Imagine you’re the chairman of BMW. President Trump has suddenly increased your production cost in the US by $200 (or more on bigger vehicles).

If you try and pass that on to your customers outside the US, some of them will decide to buy a Lexus or a Mercedes instead.

But BMW also makes cars in Germany, South Africa, China, with additional factories opening shortly in Brazil and Mexico and assembly plants in several other countries. So would you—

  • continue to supply your export markets from the US—and see your sales decline; or,

  • supply those markets from your other factories—so your autos will remain competitively priced?

To me, the answer is obvious.

BMW in Spartanburg employs over 9,000 people—in a town with a total population of just under 38,000. Should BMW’s exports from the US drop in half total production will fall by over one third which probably means between 2,500 and 3,000 employees could be laid off.

Even if the number of layoffs isn’t quite that high, I kinda doubt Spartanburg will be voting for Trump in 2020.

However numbing for the town of Spartanburg, 2,500+ lost jobs there will be just a drop in the bucket compared to the tens if not hundreds of thousands of jobs Trump’s tariffs will destroy nationwide.

But why worry? Trump says he’s got it covered, that he’ll “make steel great again” as his tariffs create more jobs and increases US steel production.

True—up to a point.

The point being that the most likely number of new jobs is a maximum of 28,400.

Where does that number come from?

It’s simple arithmetic.

Currently, American steel mills are producing at 74.5% of capacity, and employ 83,000 people. Tariffs on imports should mean that every steel plant in the US will soon be running at 100% of capacity—and total steel output will go up 34.2%.

If employment goes up at the same 34.2% rate, it will rise to 111,400. An additional 28,400 jobs.

Probably less: you don’t need to increase back office staff to hike throughput on the factory floor.

But that number is a maximum for the simple reason that any further increase in steel output requires new plants.

And you’re only going to invest a few hundred million dollars in a new steel plant in the US if you’re convinced those tariffs are going to stay in place long enough for you to make a nice profit.

Ten years or more.

But as Trump will only be president till 2025 (or 2021 if he isn’t re-elected), that’s not enough time to get your money back.

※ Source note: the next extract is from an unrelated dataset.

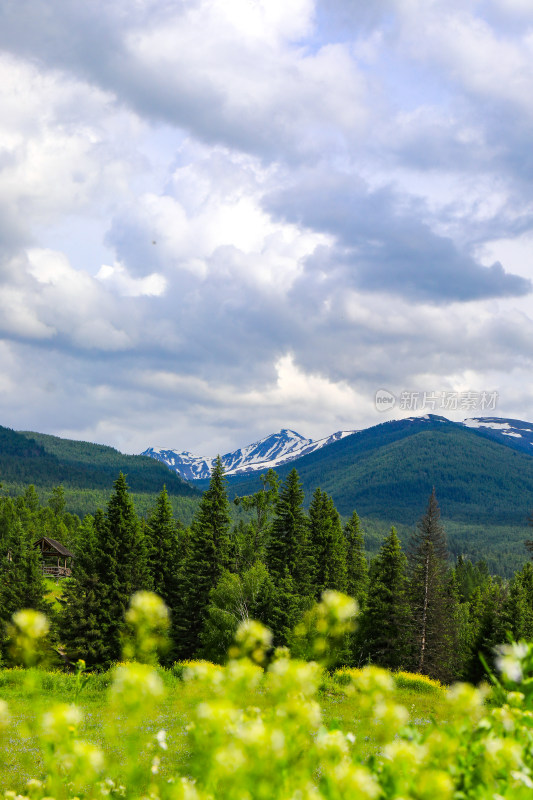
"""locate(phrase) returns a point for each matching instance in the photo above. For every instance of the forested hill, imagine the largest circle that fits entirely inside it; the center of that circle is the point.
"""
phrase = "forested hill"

Compare that to what happened back in 2002 when then-President George H. W. Bush imposed similar tariffs on imported steel: in the brief period till those tariffs were lifted in December 2003, some 200,000 people lost their jobs according to Trade Partnership Worldwide.

More than the total number of employees in the entire US steel industry—then and now.

If history repeats itself (as it usually does) 200,000 lost jobs compared to 28,400 new ones doesn’t sound like a good deal to me.

The steel industry is already gearing up to pocket the tariff bonanza—which will pour over $1.7 billion a year into their coffers.

Which works out at around $62,000 for every new steel industry job.

Somebody has to pay that price: you, the consumer. And you, the wage earner.

Higher prices at the supermarket, on the car lot, the appliance store—even at Walmart!

The effects of Trump’s tariffs won’t be as obvious as Australia’s banana shortage (except in Spartanburg). But the overall results of protectionism are always the same: higher prices at the cash register with up to 200,000 fewer wage earners to buy all that extra made-in-the-USA steel.